FM Logistic deepens its Bucharest distribution base

FM Logistic deepens its Bucharest distribution base

FM Logistic is adding warehouse capacity around Bucharest’s growth corridor. The additional 10,300 sqm supports FMCG, retail, healthcare, beauty, cosmetics, and industrial manufacturing customers.


IN Brief:

  • FM Logistic is expanding its occupied space at CTPark Bucharest by 10,300 sqm.
  • The project will take FM Logistic’s footprint across CTP’s Romanian portfolio to about 116,000 sqm.
  • The site supports customers across FMCG, retail, healthcare, beauty, cosmetics, and industrial manufacturing.

FM Logistic is expanding its facility at CTPark Bucharest by 10,300 sqm, increasing its footprint across CTP’s Romanian portfolio to approximately 116,000 sqm.

The new warehouse space is being developed at CTPark Bucharest in Dragomirești Vale, west of the Romanian capital. FM Logistic currently occupies 23,800 sqm at the park, with construction already under way and completion scheduled for the third quarter of 2026.

The expansion follows CTP’s 2023 acquisition of FM Logistic’s Romanian logistics portfolio through a sale-and-leaseback transaction. That portfolio included more than 100,000 sqm of warehouse space in Bucharest, Pitești, and Timișoara. CTP has continued investing in the assets while FM Logistic remains as tenant and operator.

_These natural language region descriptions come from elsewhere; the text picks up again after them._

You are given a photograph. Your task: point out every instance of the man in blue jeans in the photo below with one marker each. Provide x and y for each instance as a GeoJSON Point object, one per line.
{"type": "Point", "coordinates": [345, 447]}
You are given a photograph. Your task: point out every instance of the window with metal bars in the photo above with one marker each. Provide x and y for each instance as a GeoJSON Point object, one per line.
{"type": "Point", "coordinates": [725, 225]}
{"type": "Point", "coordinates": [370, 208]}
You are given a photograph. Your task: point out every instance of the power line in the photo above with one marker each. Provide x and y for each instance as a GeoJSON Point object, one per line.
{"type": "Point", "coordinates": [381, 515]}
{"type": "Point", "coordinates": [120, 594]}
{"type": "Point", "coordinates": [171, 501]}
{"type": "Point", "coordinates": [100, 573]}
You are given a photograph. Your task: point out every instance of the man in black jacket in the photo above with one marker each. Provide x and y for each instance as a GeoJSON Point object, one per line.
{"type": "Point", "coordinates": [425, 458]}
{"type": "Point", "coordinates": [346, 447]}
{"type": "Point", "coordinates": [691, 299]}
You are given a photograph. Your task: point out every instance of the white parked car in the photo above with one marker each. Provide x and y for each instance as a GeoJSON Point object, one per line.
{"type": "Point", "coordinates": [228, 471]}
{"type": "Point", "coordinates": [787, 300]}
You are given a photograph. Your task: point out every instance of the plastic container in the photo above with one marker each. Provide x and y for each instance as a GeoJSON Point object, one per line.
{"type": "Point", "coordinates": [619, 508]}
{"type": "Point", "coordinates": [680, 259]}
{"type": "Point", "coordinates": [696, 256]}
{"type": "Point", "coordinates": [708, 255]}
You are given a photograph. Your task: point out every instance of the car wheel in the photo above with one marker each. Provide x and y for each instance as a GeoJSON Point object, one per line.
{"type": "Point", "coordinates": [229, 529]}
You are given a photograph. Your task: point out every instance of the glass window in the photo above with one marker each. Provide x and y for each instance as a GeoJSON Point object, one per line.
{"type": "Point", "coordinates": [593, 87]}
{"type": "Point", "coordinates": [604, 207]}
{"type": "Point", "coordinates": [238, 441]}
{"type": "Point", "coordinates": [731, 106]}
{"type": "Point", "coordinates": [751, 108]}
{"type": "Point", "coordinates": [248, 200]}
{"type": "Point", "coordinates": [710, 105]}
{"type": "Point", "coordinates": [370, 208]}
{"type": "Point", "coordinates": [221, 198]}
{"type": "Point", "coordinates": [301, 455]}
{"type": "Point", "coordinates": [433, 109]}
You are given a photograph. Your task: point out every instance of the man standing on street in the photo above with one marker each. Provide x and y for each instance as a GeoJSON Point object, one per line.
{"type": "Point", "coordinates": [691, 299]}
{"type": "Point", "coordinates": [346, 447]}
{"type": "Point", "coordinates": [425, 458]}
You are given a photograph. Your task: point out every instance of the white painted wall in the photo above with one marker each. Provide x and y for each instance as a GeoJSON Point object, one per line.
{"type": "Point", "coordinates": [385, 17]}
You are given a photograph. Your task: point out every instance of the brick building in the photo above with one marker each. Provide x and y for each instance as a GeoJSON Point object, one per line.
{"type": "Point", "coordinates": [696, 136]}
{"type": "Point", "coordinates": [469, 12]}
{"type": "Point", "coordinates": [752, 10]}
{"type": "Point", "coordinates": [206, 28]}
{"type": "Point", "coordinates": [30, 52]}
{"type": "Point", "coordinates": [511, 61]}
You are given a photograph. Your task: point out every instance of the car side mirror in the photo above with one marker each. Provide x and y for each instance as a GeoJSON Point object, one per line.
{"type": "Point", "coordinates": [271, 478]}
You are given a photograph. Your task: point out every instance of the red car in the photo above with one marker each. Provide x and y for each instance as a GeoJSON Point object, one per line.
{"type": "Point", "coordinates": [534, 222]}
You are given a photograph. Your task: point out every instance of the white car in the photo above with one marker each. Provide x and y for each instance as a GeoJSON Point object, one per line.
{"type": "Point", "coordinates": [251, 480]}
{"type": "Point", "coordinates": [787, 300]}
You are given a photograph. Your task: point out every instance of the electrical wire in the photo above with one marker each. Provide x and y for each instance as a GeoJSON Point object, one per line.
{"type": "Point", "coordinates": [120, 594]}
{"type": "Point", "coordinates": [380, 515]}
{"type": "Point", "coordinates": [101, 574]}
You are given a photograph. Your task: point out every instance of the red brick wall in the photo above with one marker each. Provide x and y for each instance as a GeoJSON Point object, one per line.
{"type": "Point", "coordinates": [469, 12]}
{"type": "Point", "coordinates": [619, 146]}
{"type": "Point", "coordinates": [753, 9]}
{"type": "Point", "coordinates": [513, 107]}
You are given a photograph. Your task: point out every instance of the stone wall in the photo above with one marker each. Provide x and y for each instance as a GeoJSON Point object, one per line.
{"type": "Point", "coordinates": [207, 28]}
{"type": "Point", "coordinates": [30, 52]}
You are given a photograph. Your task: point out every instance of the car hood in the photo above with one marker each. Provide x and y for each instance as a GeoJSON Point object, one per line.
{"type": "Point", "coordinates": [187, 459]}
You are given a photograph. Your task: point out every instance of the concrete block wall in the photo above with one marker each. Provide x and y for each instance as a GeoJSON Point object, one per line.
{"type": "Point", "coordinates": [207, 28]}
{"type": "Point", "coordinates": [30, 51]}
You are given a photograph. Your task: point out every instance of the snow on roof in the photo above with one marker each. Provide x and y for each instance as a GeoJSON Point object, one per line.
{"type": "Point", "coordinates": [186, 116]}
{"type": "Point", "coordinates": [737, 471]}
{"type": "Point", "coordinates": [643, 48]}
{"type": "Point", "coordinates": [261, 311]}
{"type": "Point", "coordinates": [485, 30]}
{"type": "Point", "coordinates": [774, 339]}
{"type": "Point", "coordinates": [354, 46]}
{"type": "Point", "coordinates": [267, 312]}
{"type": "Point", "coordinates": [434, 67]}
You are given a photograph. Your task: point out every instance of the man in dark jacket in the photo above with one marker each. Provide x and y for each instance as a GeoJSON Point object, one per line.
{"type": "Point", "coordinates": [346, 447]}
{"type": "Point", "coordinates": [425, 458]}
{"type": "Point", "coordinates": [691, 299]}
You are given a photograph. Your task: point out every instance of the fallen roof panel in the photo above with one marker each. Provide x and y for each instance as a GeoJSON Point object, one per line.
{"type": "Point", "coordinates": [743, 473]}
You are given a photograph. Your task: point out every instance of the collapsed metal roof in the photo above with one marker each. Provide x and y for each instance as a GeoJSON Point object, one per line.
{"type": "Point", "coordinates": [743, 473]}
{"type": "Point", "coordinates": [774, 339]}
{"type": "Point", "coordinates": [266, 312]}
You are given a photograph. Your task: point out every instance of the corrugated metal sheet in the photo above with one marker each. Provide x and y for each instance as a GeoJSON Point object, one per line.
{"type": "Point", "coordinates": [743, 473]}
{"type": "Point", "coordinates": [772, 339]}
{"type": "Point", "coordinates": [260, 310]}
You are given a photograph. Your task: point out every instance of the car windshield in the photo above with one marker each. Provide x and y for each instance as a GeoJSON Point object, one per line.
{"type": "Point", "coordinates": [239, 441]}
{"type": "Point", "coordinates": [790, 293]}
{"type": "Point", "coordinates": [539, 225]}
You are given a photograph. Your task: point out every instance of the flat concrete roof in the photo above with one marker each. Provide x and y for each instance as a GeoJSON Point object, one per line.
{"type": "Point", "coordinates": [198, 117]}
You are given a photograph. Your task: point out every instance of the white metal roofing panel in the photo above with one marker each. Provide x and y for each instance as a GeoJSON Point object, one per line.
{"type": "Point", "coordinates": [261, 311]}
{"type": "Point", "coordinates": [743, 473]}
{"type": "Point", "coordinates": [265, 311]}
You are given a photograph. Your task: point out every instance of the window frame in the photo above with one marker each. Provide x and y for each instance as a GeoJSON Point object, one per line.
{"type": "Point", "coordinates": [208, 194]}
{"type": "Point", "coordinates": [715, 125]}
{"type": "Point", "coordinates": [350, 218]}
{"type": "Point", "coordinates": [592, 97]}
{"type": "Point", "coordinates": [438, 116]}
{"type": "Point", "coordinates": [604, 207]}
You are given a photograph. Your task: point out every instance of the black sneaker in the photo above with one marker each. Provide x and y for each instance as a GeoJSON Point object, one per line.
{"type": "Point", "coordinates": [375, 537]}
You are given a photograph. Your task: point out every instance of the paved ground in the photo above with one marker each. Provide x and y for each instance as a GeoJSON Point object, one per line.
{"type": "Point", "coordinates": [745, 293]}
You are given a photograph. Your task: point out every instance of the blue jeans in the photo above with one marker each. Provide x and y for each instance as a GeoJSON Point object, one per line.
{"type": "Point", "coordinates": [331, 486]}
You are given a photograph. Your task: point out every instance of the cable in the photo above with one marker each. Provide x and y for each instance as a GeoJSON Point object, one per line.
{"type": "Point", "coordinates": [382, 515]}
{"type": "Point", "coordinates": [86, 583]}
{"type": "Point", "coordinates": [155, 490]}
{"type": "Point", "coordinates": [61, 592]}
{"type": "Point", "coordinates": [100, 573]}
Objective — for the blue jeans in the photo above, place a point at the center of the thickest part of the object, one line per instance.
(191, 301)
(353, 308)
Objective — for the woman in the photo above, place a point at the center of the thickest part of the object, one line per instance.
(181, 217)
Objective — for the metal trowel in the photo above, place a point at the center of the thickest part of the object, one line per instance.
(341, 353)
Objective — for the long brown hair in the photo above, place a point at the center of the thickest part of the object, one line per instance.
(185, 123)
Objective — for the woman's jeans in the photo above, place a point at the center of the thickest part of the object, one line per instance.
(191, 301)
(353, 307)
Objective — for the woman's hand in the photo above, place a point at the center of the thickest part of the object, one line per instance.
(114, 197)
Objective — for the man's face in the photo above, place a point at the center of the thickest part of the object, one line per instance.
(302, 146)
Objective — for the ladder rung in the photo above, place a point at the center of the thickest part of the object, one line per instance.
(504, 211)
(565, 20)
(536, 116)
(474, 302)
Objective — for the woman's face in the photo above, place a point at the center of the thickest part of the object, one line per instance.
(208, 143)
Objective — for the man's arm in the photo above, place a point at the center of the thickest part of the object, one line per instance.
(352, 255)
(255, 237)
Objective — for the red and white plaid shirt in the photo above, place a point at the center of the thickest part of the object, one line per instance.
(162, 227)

The additional Bucharest capacity will support demand across fast-moving consumer goods, retail, beauty and cosmetics, healthcare, and industrial manufacturing. Those sectors require a mix of storage, transport coordination, value-added services, and regional distribution capability, with service expectations shaped by both domestic Romanian demand and broader Central and Eastern European flows.

CTPark Bucharest’s location near the A1 motorway gives the site access to Bucharest and wider Romanian transport routes. Motorway connectivity remains one of the central determinants of warehouse value because it governs delivery reach, driver productivity, inbound reliability, and access to manufacturers, retailers, stores, parcel networks, and regional hubs.

The project adds to a wider pattern of logistics property demand in Central and Eastern Europe. Manufacturers, retailers, and 3PLs are using the region both for domestic distribution and as part of broader European network design. Romania’s position, with access to south-eastern European markets, industrial production, retail growth, and Black Sea trade routes, gives modern logistics space a strategic role beyond simple storage.

Integrated hubs are becoming more important across the continent, from port-linked logistics platforms at Le Havre to inland distribution bases built around motorway access and multi-sector customer demand. The Bucharest expansion follows that pattern by adding capacity inside an established 3PL operation rather than creating a standalone speculative site.

The customer mix at Bucharest brings different operating requirements into one platform. FMCG and retail logistics depend on high service frequency, inventory accuracy, and the ability to handle demand variation. Beauty and cosmetics often require careful handling, batch control, seasonal peaks, promotional activity, and channel diversity. Healthcare adds stronger requirements around compliance, traceability, and product integrity, while industrial manufacturing depends on reliable inbound and outbound flows tied to production schedules.

Multi-sector operations create scale, but they also increase complexity. Shared infrastructure can improve utilisation, yet each customer group brings different service levels, data requirements, handling needs, and peak patterns. The warehouse must support pallet storage, order preparation, cross-docking, transport planning, value-added work, and IT integration without allowing one customer’s peak to distort another’s service.

The sale-and-leaseback background also shows how logistics operators are using property partnerships to release capital while preserving operational control. Owning large warehouse portfolios can tie up capital that might otherwise be used for technology, transport assets, automation, people, or customer development. Leasing from a specialist industrial real estate owner can give operators access to building investment while they focus on logistics execution.

That model depends on landlord-operator alignment. Logistics buildings increasingly need power capacity, clear heights, dock configuration, yard space, sustainability features, staff facilities, fire protection, automation readiness, and future expansion options. A passive building is no longer enough for high-performing supply chains; the site must be able to adapt as customer demands and technology requirements change.

FM Logistic’s Bucharest expansion strengthens its Romanian distribution base at a point when modern, adaptable logistics space remains difficult to replace quickly. The additional square footage gives the operator more room to serve multi-sector demand while keeping capacity close to one of the country’s most important consumption and transport corridors.